Sound — 8
If you're familiar with all of Bobaflex's past work then it's more likely than not that you're already a fan of them. Their unknown status is very unfortunate considering the breaks they've gotten (they toured on Dave Mustaine's 'Gigantour' in 2005) but with some fantastic promotion from TVT Records their name is beginning to get known and this new album is their chance to really leave an impact on people. Their last album, 'Apologize For Nothing' was, frankly, pretty terrible but it seems that the band have realised that they need to get their act together and concentrate the potential from their past material and piece it together into a full coherent album. It seems they've managed it.
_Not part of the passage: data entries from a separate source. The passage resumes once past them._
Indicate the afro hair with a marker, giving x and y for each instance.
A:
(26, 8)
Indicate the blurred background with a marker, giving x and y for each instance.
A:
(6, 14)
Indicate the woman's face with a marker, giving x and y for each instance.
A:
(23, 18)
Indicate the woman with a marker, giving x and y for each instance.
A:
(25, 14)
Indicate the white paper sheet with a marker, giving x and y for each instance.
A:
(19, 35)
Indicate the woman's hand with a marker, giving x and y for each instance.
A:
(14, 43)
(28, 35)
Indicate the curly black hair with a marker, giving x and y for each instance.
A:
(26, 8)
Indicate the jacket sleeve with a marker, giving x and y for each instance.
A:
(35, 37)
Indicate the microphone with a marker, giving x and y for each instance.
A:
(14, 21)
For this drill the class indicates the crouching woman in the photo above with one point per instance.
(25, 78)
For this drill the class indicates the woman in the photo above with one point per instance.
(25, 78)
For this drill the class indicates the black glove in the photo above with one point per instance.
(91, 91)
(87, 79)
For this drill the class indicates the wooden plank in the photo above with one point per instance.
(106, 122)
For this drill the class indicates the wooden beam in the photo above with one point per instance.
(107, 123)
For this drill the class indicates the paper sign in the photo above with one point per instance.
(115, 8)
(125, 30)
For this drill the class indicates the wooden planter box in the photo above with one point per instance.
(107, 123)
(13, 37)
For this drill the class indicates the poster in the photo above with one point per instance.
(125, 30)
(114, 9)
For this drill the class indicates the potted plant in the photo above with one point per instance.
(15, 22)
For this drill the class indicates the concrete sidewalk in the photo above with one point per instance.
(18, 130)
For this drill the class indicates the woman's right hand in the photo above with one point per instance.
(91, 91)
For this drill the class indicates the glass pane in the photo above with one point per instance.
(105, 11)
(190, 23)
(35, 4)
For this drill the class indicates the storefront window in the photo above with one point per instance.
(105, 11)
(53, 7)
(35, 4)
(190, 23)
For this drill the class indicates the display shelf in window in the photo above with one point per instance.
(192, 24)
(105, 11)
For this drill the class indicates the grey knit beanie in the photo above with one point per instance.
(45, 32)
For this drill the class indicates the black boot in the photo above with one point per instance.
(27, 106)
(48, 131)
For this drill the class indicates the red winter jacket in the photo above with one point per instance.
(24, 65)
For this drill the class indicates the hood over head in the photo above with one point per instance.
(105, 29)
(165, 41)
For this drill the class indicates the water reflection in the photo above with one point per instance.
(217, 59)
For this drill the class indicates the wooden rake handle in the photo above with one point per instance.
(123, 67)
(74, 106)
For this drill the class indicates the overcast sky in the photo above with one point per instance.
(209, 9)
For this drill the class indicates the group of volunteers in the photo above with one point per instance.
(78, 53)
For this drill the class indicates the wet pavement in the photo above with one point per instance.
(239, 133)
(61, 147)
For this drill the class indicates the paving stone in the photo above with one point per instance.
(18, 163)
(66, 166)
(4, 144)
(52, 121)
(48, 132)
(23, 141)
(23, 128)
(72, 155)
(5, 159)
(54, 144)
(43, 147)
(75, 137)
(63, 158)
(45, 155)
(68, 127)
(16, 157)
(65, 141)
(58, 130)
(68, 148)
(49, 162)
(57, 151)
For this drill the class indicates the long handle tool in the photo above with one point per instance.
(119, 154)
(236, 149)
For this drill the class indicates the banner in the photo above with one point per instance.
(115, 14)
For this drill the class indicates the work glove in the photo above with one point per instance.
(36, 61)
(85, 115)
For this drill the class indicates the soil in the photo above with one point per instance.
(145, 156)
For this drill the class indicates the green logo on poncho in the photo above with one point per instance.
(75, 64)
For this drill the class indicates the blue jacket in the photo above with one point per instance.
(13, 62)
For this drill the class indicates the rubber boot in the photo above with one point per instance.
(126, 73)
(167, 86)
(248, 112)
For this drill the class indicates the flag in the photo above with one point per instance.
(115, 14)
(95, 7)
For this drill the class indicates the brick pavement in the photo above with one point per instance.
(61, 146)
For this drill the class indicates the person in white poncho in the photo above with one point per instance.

From the very beginning of opener 'Sellout' you can tell that these guys from West Virginia aren't mucking about anymore. The album is filled with pumped up riffs and engaging vocal melodies much like their other albums but this time there isn't any irritating nu metal bouncing or Fred Durst vocal nonsense. It's just a straightforward slab of hard rock with layered vocal work and that tried and tested rock guitar style. I'm glad that they decided to take this direction because continuing with the outdated and plain old annoying spazz-metal style just wasn't gonna work out for them. Sure, it's not the most original sound in the world but their vocal department at least had got something fresh happening. All five members of Bobaflex contribute vocals (though the two McCoy brothers normally share lead vocals), so there's always a different texture for each situation. If one of them has a better harsher voice to go over a big riff, then they'll do it. If someone's come up with a nice melody for a softer verse then they're free to perform it themselves if they want. Almost all of the vocal lines will be backed up or dubbed several times, giving a nice solid feel to the performance, though a little emotion behind it is lost in the process. Aside from vocals there is really nothing new on 'Tales From Dirt Town' but that doesn't stop it from being a fun listen with a lot of well written tunes. From the unrelenting 'Need A Drink' to the addictively melodic and relaxed 'I Still Believe', this CD is a safe purchase for any rock fan.
Lyrics — 6
The band's label has promoted them as a 'from the roots' small-town band who have worked hard to get to where they are. While this is true, their lyrics seem to be overdoing that theme a little. While I'm sure they have struggled a lot, almost all of the album's lyrics seem to be about sadness and struggle, which just seems to me like they're trying a bit too hard. Of course it's a massive improvement on the totally random nonsense of 'Apologize For Nothing's lyrics, as these lyrics actually make sense and have a context. They're really just average lyrics on overused topics, but there are certainly some lines that impress when they're put along to music, particularly in 'Home' where the heartfelt delivery brings the story of Bobaflex's touring to life.
Overall Impression — 8
I'm glad that Bobaflex have made this album because this will get their name out there and may end their struggle which they seem to endlessly talk about. If they can continue making albums of this quality they will get somewhere in the music community and if they improve at this rate for a while they could churn out some truly classic albums. Whether or not that's going to happen nobody can guess but I certainly hope they continue to grow. Regardless of the future 'Tales From Dirt Town' is a fun listen and certainly worth your attention, especially if you've already judged Bobaflex on their last material. You may be pleasantly surprised by the quality and musical sensibility they've found this time.